International recognition has been there all along, especially in the past four years, feels Dr. Biju. “But, it is only this year that Malayalam films have seen back-to-back recognitions at international platforms at almost the same time.” Dr Biju’s film Veyilmarangal earned the achievement of being the first Indian film to win a major award at the 22nd Shanghai International Film Festival. The film was one among the 3,964 entries submitted from 112 countries for the prestigious Golden Goblet Award. Lead actor Indrans was adjudged the Best Actor at the Singapore South Asian Film Festival for the same film.


Dr Biju, while happy with the recognition that Malayalam films are getting internationally, has a word of caution though. He says, “It is too early to celebrate. The Toronto Film Festival has always given Indian films a healthy chance because it basically is a semi-commercial film festival platform. The real test is the

Venice Film Fest, Cannes, Berlin Film Fest and Shanghai among others which are purely artistic platforms.
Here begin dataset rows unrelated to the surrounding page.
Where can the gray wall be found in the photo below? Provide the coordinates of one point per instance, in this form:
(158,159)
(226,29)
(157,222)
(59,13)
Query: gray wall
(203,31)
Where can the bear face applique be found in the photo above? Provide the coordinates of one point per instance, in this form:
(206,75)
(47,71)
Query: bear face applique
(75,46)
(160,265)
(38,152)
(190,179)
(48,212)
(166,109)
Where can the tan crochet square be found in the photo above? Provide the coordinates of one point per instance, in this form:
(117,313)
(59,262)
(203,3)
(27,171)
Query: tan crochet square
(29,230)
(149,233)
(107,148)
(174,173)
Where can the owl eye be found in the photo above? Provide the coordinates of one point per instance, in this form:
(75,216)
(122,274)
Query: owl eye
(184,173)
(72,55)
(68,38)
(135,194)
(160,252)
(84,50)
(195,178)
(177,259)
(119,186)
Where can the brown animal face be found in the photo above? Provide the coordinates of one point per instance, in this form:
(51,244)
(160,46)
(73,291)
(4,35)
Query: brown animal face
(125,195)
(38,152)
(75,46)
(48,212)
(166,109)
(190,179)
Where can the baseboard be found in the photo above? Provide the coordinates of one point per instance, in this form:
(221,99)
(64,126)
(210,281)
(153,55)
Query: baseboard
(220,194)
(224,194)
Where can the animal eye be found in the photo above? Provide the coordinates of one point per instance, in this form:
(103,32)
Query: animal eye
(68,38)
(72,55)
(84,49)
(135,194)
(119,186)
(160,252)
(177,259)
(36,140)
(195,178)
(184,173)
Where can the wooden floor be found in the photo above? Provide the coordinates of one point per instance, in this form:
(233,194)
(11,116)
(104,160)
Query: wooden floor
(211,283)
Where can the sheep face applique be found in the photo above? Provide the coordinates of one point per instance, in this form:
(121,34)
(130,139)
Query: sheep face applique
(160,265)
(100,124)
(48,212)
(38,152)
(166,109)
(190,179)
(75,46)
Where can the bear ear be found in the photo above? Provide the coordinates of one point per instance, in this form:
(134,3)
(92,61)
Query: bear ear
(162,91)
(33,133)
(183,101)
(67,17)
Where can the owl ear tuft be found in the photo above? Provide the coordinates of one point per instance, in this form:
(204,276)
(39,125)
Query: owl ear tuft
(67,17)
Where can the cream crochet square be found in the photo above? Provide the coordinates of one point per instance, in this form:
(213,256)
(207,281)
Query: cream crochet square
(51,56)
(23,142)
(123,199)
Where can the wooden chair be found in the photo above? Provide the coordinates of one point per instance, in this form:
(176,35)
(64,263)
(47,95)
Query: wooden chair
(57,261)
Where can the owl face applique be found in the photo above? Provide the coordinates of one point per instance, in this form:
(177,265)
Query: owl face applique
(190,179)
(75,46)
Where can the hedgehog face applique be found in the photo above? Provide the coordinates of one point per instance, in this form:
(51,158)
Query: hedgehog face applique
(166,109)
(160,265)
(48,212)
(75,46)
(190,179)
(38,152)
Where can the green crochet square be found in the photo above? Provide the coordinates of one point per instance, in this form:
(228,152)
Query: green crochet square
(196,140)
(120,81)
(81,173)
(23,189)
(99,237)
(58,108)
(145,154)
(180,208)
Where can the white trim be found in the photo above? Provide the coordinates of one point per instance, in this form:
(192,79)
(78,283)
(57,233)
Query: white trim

Malayalam films should fare well at these festivals which is when we can say we have arrived internationally!”   


While Dr Biju does elaborate which international festivals are the real acid test, he agrees that the content has evolved drastically over the past couple of years. “The making has changed in mainstream films and also moved away from the ‘star’ syndrome. Art films have always  gone to international festivals earlier too, but unfortunately the absence of star power doomed such films to anonymity.”

In parting, he quips, “The litmus test is also whether such films get theatrical release in Kerala and the audience receive them and their plots, especially in the absence of star power to propel them.”